Alle fünf Wochen ein Tiergarten

Man kann das Rechenexempel aber auch anschaulicher machen: Das neue Kraftwerk in Reuter-West soll bis zu 37 Tonnen Frischholz pro Stunde verschlingen. Dafür würde laut den DemonstrantInnen eine Waldfläche in Größe des Tiergartens gerade mal fünf Wochen reichen. Und bei einem Hochfahren auf 1,6 Millionen Tonnen pro Jahr wären die gesamten Berliner Wälder nach drei Jahren „ratzfatz weg“, wie Häublein sagt. Natürlich würde der Wald nicht hier, sondern anderswo abgeholzt, sei es in Brandenburg, Skandinavien oder Osteuropa – besser macht es das nicht.

Dass Holz immer noch als klimaneutraler Brennstoff gilt, ist dabei ein Hohn. Denn spätestens wenn nicht nur in Berlin, sondern überall Bäume für unseren Energiehunger verbrannt werden, kippt die CO2-Bilanz dieses Energieträgers komplett.

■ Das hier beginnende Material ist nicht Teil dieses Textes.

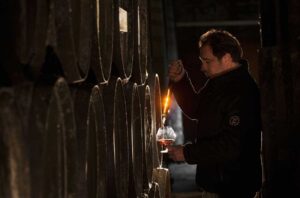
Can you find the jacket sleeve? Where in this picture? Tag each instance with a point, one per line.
(240, 123)
(186, 96)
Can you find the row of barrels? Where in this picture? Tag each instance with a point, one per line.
(98, 36)
(81, 140)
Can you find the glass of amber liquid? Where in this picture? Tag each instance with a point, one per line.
(165, 136)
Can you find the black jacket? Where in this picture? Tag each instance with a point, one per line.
(227, 145)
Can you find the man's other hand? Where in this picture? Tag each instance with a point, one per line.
(176, 153)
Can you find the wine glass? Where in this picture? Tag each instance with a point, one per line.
(165, 136)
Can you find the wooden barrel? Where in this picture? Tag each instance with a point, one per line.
(35, 131)
(14, 166)
(141, 42)
(60, 151)
(135, 140)
(154, 84)
(147, 120)
(81, 94)
(162, 177)
(123, 38)
(73, 30)
(102, 38)
(117, 139)
(96, 169)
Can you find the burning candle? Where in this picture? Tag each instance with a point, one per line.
(166, 102)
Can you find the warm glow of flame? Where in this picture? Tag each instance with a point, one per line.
(166, 102)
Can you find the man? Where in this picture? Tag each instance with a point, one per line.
(227, 146)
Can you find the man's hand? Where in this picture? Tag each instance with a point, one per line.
(176, 153)
(176, 70)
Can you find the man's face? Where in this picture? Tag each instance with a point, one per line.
(211, 65)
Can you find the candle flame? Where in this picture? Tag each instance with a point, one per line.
(166, 102)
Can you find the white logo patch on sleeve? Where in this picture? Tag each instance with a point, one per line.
(234, 120)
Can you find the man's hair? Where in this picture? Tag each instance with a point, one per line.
(222, 42)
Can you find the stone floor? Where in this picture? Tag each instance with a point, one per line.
(183, 180)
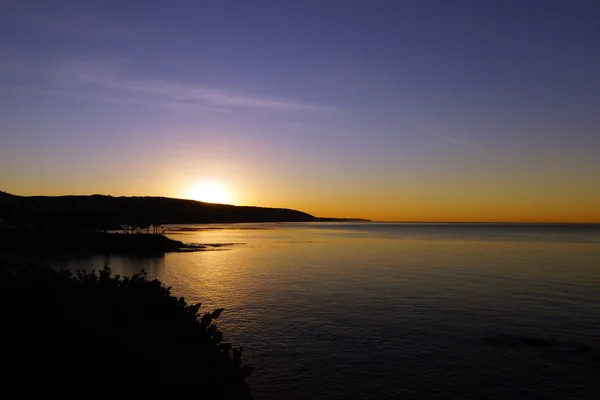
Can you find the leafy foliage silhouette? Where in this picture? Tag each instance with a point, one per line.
(95, 334)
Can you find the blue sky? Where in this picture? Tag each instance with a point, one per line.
(384, 109)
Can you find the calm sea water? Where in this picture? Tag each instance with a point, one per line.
(413, 311)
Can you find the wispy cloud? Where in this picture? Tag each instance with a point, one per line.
(106, 75)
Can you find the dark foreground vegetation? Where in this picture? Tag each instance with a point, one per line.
(95, 335)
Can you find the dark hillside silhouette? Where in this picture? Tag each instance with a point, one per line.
(106, 212)
(79, 212)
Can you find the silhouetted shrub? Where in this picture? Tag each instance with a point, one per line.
(94, 334)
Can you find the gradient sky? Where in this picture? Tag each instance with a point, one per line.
(390, 110)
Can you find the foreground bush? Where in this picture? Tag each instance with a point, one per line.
(93, 334)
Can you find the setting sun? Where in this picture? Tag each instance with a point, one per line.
(210, 193)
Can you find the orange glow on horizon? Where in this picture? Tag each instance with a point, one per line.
(210, 192)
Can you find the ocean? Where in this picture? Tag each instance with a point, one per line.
(385, 311)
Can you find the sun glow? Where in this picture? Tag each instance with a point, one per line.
(210, 192)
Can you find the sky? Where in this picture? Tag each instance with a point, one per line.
(389, 110)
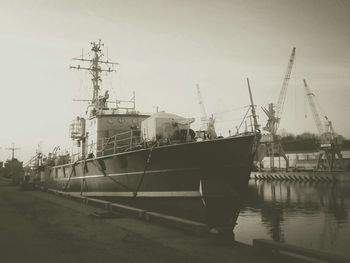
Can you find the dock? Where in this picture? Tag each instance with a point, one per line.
(37, 226)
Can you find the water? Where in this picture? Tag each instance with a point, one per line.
(309, 215)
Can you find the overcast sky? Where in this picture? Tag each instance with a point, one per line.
(165, 48)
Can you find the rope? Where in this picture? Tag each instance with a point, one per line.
(144, 170)
(73, 170)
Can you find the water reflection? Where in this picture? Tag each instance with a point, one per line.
(314, 215)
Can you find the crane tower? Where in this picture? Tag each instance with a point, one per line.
(330, 146)
(270, 144)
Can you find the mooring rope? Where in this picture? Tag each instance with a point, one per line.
(73, 170)
(144, 170)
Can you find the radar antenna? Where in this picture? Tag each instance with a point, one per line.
(95, 69)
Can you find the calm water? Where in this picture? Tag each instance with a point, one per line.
(311, 215)
(305, 214)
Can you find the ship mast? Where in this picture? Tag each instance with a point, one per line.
(95, 69)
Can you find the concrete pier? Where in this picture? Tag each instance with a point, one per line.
(36, 226)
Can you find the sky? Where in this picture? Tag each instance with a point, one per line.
(164, 49)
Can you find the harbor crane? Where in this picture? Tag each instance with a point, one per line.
(207, 124)
(13, 149)
(270, 143)
(331, 143)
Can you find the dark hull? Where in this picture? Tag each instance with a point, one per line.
(215, 172)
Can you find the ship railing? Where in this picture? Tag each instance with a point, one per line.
(117, 143)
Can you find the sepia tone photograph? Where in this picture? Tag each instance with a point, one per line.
(175, 131)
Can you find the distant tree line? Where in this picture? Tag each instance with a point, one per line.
(305, 142)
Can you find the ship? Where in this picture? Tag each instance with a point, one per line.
(126, 154)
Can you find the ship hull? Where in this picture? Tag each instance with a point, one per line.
(216, 172)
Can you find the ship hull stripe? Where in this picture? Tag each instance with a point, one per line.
(141, 194)
(130, 173)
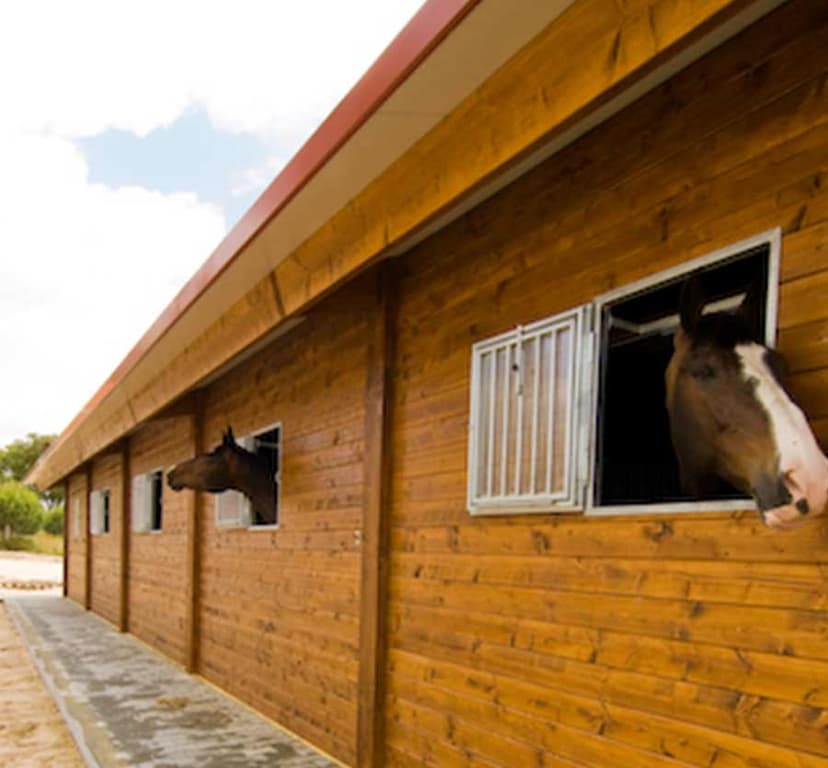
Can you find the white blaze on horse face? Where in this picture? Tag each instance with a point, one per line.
(803, 466)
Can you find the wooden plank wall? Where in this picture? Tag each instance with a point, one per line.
(694, 640)
(76, 554)
(106, 548)
(279, 609)
(158, 560)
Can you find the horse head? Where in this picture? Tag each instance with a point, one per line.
(731, 417)
(229, 467)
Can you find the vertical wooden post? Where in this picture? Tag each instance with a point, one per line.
(377, 466)
(191, 629)
(66, 513)
(126, 530)
(87, 592)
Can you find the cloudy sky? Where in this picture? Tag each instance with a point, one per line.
(133, 136)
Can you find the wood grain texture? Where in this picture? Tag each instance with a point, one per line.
(692, 640)
(279, 609)
(158, 574)
(76, 527)
(105, 554)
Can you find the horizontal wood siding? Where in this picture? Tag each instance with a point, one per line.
(697, 639)
(105, 548)
(158, 560)
(76, 538)
(279, 609)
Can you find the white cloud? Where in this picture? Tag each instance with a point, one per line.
(85, 269)
(257, 66)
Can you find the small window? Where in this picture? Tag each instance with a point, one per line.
(148, 501)
(76, 518)
(634, 463)
(233, 509)
(156, 483)
(99, 511)
(524, 425)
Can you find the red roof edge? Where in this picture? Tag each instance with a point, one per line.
(424, 32)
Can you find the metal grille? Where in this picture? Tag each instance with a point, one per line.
(523, 416)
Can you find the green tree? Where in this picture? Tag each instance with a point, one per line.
(20, 510)
(19, 456)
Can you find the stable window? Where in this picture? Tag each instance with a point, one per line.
(99, 510)
(525, 397)
(569, 413)
(633, 459)
(76, 518)
(233, 509)
(148, 501)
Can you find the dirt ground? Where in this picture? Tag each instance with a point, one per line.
(32, 732)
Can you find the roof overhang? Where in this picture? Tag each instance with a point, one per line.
(471, 94)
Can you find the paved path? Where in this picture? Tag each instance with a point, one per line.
(25, 570)
(128, 706)
(32, 732)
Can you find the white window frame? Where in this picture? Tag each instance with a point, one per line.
(76, 519)
(96, 511)
(582, 447)
(771, 238)
(491, 501)
(141, 506)
(233, 508)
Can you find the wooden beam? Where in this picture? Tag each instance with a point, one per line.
(374, 564)
(184, 406)
(563, 80)
(66, 538)
(87, 592)
(126, 529)
(191, 625)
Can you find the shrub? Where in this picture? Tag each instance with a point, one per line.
(53, 521)
(20, 510)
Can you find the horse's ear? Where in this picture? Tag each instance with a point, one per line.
(750, 310)
(691, 303)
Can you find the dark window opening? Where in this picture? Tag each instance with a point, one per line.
(267, 446)
(635, 461)
(105, 511)
(156, 500)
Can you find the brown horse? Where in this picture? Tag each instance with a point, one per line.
(230, 467)
(731, 418)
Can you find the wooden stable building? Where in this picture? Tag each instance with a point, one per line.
(446, 321)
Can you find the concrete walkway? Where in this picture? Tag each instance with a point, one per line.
(127, 706)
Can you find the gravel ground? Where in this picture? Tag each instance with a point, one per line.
(23, 572)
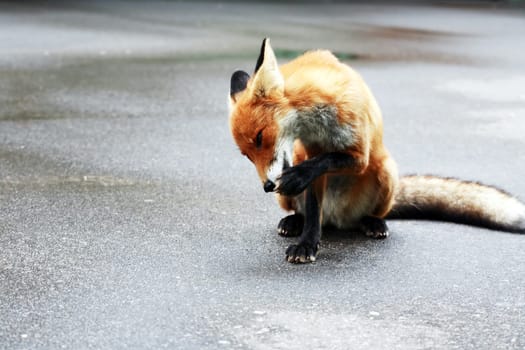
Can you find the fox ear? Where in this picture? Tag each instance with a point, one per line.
(267, 77)
(238, 83)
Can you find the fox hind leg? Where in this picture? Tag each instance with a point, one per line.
(291, 225)
(374, 227)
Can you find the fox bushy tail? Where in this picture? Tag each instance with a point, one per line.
(449, 199)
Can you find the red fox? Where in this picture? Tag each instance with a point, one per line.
(314, 132)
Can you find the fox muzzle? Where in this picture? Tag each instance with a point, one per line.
(269, 186)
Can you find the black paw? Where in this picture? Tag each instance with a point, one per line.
(374, 227)
(295, 180)
(291, 225)
(301, 253)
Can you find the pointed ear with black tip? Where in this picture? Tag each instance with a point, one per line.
(238, 83)
(267, 78)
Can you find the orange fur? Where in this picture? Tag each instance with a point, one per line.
(318, 78)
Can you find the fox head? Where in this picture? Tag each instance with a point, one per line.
(257, 104)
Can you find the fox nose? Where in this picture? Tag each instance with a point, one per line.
(269, 186)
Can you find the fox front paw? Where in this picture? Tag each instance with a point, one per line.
(291, 225)
(295, 180)
(301, 253)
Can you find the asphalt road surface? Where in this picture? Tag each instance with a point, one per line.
(128, 218)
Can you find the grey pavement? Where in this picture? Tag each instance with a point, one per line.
(128, 219)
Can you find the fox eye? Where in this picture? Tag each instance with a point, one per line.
(258, 140)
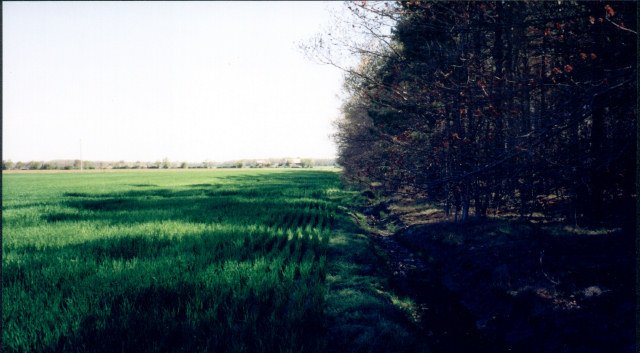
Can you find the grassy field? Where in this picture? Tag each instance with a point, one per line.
(190, 261)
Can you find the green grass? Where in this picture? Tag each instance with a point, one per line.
(189, 261)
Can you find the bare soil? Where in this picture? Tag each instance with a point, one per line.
(506, 286)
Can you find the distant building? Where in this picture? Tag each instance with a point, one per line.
(295, 163)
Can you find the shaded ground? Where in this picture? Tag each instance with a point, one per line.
(507, 286)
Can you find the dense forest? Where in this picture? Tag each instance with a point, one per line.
(488, 107)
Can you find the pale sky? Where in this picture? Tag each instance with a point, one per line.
(148, 80)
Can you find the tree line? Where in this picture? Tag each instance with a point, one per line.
(483, 107)
(168, 164)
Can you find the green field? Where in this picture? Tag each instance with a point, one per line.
(190, 261)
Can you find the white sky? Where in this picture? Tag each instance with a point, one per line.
(148, 80)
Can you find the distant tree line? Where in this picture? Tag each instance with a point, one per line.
(490, 106)
(167, 164)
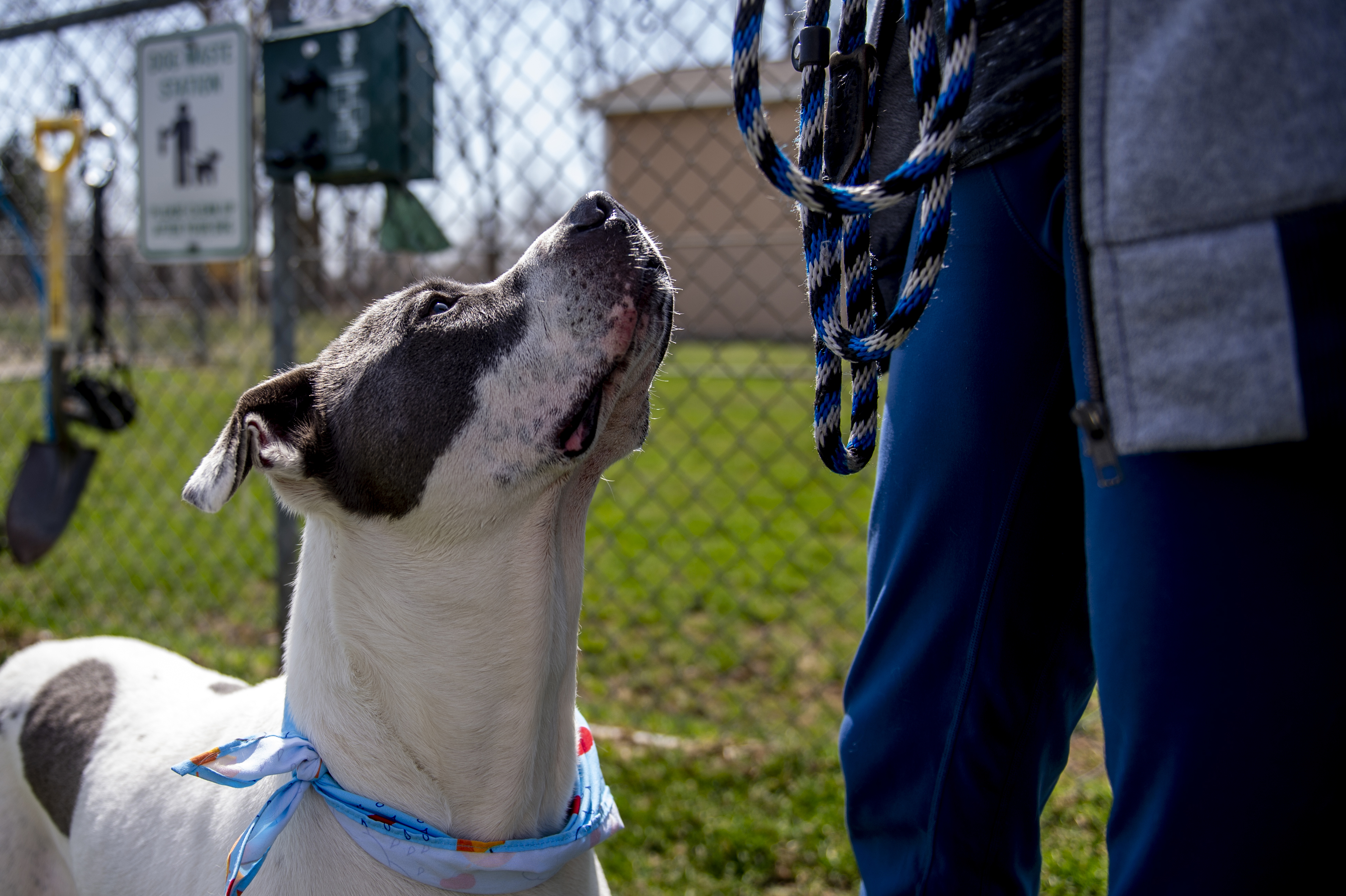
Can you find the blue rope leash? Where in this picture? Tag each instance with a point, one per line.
(835, 216)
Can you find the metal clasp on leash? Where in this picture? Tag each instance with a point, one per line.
(849, 116)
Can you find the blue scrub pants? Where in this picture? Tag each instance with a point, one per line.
(1204, 594)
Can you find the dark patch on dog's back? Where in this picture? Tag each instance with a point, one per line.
(406, 408)
(64, 721)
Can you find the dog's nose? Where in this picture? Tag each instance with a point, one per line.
(591, 212)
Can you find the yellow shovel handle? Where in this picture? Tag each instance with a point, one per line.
(58, 319)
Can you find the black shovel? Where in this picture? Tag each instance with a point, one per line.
(54, 473)
(45, 497)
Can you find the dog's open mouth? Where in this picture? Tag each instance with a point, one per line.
(575, 438)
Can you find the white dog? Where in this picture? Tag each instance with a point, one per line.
(443, 450)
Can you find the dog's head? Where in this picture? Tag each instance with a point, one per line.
(449, 396)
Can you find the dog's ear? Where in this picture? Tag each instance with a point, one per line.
(268, 427)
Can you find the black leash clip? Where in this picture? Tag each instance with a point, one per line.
(849, 115)
(811, 48)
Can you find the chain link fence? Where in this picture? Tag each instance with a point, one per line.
(726, 566)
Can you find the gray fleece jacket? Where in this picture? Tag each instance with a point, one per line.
(1201, 124)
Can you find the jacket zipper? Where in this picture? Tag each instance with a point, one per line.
(1092, 414)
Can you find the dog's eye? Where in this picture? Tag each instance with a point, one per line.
(440, 306)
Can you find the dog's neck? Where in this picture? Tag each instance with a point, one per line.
(440, 680)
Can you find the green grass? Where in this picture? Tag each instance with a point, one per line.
(723, 603)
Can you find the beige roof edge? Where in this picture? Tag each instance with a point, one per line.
(709, 88)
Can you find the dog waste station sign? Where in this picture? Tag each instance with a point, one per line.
(196, 146)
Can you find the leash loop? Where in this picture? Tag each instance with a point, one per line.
(835, 205)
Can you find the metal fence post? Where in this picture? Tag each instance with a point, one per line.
(200, 302)
(285, 259)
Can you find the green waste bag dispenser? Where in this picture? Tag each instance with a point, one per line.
(350, 103)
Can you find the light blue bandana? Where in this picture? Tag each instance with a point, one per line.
(399, 840)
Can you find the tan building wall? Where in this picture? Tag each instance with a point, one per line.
(676, 159)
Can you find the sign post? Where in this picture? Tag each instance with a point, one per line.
(196, 146)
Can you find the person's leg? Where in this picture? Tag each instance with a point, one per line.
(1216, 596)
(975, 662)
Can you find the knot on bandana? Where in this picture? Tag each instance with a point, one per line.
(399, 840)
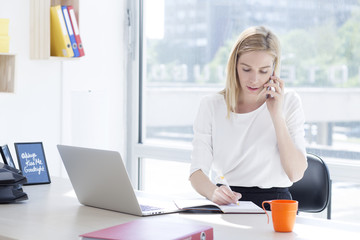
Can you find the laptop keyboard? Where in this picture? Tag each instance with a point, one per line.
(148, 208)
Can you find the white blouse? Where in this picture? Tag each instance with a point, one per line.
(244, 147)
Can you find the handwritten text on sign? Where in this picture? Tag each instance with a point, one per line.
(32, 163)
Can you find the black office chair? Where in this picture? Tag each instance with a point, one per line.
(313, 191)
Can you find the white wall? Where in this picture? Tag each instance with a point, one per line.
(52, 98)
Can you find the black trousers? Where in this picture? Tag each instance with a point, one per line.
(258, 195)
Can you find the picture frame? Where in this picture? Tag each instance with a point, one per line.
(32, 162)
(6, 156)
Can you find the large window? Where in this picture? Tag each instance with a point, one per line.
(184, 49)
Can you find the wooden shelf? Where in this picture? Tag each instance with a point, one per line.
(40, 26)
(7, 72)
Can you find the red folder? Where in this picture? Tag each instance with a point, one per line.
(76, 30)
(154, 228)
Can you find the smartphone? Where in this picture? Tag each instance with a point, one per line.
(271, 81)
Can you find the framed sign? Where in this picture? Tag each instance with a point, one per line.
(6, 156)
(32, 162)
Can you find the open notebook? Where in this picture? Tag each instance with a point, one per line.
(204, 205)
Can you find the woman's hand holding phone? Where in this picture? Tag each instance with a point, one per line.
(275, 88)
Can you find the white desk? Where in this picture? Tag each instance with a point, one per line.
(53, 212)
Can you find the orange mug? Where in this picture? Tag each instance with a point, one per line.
(283, 214)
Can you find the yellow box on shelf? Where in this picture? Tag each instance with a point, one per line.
(4, 44)
(4, 26)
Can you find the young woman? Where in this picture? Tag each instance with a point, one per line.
(252, 132)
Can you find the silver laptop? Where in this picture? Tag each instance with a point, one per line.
(100, 180)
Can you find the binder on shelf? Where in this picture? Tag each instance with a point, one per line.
(76, 30)
(60, 41)
(70, 31)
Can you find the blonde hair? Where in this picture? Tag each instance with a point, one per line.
(256, 38)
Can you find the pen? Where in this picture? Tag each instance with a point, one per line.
(225, 183)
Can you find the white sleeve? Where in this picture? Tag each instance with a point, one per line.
(295, 120)
(202, 152)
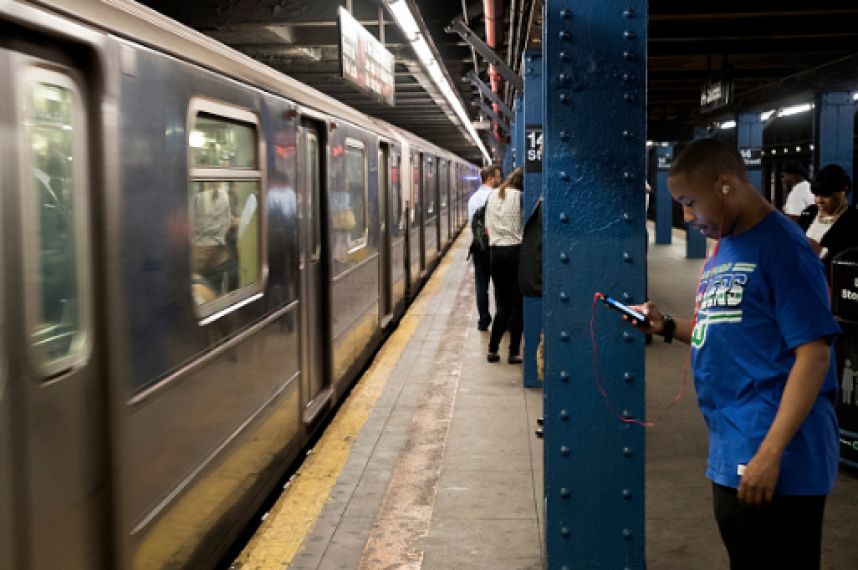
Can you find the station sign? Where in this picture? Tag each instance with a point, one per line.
(364, 60)
(533, 148)
(716, 93)
(752, 156)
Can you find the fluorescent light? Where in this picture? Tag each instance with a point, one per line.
(407, 23)
(795, 110)
(404, 19)
(197, 139)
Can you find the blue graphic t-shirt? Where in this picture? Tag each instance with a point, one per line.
(763, 295)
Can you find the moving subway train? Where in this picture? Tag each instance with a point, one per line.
(198, 255)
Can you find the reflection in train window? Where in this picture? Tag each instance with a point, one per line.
(218, 143)
(430, 186)
(54, 130)
(445, 180)
(396, 188)
(225, 205)
(415, 186)
(348, 208)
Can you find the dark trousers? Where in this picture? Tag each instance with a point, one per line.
(787, 533)
(508, 299)
(482, 278)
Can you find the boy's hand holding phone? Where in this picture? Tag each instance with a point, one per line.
(651, 312)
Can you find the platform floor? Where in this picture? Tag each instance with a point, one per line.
(432, 462)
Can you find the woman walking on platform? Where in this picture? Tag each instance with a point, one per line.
(503, 221)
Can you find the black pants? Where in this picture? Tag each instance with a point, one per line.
(786, 533)
(482, 278)
(508, 301)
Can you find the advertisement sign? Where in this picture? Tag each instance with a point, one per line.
(716, 93)
(364, 61)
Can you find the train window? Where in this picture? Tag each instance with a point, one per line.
(445, 181)
(225, 208)
(349, 208)
(396, 188)
(430, 186)
(55, 205)
(415, 186)
(315, 206)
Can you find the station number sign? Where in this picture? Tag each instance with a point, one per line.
(533, 148)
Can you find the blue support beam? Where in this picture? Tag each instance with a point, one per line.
(835, 127)
(594, 240)
(695, 242)
(749, 140)
(663, 199)
(518, 131)
(532, 160)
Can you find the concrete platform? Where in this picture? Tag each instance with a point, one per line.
(433, 463)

Wirklich klimaneutral wäre Holzverbrennung nur, wenn in jedem Zeitraum immer exakt so viel Holz nachwächst, wie unter dem Kraftwerkskessel zu Asche zerfällt. Das kann nicht klappen. Weshalb Neelke Wagner vom Verein Powershift fordert: „Die Rekommunalisierung der Fernwärme bietet die Chance, Vattenfalls Erbe auszuschlagen und die Weichen für eine demokratische und klimagerechte Wärmeversorgung zu stellen.“

Die Aktion fand übrigens am „Tag des Baumes“ statt, der in Deutschland am 25. April 1952 von der Schutzgemeinschaft Deutscher Wald eingeführt wurde. Damals waren durch die sogenannten Reparationshiebe der Alliierten 10 Prozent der deutschen Wälder kahl geschlagen worden. Mit einem „Substitutionshieb“ für Kohle und Gas stünde uns bald wohl Ähnliches ins Haus.